VForWaTer / metacatalog

Modular metadata management platform for environmental data.
https://vforwater.github.io/metacatalog
GNU General Public License v3.0
3 stars 1 forks source link

Generic Table for Array-Type Data #124

Closed mmaelicke closed 3 years ago

mmaelicke commented 3 years ago

@AlexDo1 please check out this example I quickly wrote together: https://gist.github.com/mmaelicke/fe9d18c766424db34bb0177a619bf5e0

Locally you can import the install function and create a new database called test and a user called test with password test and run the install function.

if you install fire (pip install fire) you can run it like:

python array_test.py upload --dims=3 --n=100

and download the data using the ID printed out by the command above as:

python array_test.py read --meta-id=1

This solves the problem of storing ND data in a single table (and other tables of same structure) and it solves the problem o storing the mappng.
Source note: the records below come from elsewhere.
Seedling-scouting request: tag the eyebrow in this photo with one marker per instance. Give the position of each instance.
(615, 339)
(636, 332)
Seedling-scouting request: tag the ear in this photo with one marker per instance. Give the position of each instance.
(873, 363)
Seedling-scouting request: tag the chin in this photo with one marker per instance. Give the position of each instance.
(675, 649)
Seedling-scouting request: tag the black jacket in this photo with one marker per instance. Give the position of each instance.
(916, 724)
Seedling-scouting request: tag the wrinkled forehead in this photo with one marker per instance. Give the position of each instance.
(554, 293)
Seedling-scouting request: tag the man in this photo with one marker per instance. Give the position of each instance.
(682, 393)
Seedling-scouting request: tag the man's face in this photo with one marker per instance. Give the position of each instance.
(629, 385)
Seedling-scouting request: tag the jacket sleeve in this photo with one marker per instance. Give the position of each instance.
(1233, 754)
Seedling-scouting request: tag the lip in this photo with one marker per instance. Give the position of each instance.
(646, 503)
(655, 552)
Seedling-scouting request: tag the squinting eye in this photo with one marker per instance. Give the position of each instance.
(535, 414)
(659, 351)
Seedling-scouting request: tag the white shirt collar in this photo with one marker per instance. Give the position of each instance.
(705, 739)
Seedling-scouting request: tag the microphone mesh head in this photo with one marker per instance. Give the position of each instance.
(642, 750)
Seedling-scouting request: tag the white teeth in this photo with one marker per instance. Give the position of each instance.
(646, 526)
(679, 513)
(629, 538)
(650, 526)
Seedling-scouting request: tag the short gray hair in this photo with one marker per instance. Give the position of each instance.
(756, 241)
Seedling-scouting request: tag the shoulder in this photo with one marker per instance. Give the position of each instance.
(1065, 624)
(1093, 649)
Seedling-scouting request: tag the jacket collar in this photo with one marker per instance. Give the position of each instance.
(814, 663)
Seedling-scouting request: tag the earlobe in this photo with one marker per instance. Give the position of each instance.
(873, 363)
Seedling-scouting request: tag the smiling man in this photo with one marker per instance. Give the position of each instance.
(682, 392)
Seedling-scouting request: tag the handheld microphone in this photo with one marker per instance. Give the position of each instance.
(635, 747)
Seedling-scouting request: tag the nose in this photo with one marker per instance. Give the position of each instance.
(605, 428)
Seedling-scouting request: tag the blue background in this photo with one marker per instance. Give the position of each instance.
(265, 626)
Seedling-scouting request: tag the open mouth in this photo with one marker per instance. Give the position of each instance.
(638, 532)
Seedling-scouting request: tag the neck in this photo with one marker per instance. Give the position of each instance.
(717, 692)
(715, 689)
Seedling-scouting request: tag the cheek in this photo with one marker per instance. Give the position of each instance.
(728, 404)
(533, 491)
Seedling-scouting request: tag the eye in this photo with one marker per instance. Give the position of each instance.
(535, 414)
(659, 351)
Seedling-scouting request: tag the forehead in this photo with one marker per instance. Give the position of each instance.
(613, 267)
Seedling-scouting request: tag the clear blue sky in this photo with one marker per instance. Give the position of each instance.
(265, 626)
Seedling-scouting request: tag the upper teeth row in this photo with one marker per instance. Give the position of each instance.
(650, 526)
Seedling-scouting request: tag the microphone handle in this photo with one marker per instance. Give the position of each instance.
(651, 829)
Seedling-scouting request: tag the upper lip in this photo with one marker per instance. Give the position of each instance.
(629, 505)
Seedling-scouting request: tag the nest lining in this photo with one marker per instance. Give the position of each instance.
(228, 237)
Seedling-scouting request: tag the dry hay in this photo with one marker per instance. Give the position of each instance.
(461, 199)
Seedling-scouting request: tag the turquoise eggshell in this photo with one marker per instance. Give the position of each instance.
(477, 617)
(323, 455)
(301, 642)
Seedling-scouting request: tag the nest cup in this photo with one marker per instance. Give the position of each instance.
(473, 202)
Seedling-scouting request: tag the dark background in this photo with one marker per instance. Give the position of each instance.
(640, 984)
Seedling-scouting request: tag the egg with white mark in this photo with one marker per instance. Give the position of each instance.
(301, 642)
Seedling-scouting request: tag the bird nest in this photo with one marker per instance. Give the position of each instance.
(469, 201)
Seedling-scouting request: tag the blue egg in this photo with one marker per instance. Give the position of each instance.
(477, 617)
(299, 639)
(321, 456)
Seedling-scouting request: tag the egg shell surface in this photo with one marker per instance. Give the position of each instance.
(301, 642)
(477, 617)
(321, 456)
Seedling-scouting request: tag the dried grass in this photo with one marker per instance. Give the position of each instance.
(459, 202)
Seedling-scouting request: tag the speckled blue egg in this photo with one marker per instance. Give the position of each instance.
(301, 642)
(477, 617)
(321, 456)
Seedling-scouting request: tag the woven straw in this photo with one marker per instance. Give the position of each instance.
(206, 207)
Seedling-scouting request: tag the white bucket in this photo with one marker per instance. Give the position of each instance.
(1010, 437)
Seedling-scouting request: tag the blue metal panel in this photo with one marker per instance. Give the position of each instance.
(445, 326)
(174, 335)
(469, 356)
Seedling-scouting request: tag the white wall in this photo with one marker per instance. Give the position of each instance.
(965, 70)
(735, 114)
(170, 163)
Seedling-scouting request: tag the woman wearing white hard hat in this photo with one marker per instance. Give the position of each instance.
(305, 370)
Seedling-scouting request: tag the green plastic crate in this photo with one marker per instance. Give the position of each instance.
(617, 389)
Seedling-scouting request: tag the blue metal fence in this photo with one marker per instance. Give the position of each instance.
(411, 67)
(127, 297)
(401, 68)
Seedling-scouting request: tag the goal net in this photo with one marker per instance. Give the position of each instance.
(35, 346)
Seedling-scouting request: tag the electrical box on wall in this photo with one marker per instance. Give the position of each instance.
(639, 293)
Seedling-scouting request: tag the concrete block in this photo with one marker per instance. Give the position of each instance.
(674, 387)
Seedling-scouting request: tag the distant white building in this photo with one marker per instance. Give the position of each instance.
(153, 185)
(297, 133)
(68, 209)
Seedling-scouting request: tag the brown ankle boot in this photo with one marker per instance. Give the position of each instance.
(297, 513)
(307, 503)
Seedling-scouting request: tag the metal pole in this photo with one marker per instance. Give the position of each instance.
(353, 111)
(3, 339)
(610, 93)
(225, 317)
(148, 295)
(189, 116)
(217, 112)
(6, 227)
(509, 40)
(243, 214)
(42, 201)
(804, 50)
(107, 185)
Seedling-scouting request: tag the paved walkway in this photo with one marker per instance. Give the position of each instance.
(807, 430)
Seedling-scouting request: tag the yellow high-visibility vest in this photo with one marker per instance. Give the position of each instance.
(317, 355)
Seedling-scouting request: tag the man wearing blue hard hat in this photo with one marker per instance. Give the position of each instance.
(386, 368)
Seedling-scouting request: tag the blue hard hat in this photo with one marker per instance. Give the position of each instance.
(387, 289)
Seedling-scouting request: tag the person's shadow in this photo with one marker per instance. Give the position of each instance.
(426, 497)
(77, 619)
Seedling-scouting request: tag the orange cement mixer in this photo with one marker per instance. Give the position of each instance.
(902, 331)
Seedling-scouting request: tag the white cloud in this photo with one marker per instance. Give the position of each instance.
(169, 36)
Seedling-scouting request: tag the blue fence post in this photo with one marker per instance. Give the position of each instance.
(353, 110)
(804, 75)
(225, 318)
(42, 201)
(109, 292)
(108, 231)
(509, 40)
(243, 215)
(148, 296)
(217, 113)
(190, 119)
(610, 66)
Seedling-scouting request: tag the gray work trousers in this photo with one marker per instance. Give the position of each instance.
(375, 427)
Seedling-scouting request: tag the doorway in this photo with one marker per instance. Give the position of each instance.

For the column map there are several possiblities:

  1. The colmap would become a mandatory field on the Datasource
  2. we map the columns by default to value and [value1, value2, ...], but if the Detail _col_mapping, we use that instead
  3. the colmapping is a optional field on Datasource that replaces the default behavior from 2.

What do you think? Something that I should do or do you wanna go for it?

AlexDo1 commented 3 years ago

The script you wrote works and returns the 3D data with column names. I would like to work on it as I think it would be a good exercise, but it might take some time and we might need to talk about it again if I get stuck somewhere.

  1. I think it would not be bad if the colmap was a mandatory field on the Datasource, as this would perhaps lead to some consistency and clarity, and there would always be a definition of the column names.
  2. This would be more flexible, but the column names should always be known, so it should also not be a problem to simply specify these column names in the Datasource.
  3. So if the colmapping is defined in the datasource we use this information, if not we check if the key _colmapping exists in the details and if it exists we use this information. If the colmapping information does not exist anywhere, we use value and [value1, value2, ...] again? I think this is not a very consistent behavior, because sometimes we get column names when we export the data, and sometimes we don`t.

I think in general I am more of a fan of using the Datasource for the colmapping information than the details, since the column names are clearly related to the datasource. The optional use of the _colmapping key in the details feels a bit like a workaround and it might be harder for new users to find this option in the first place.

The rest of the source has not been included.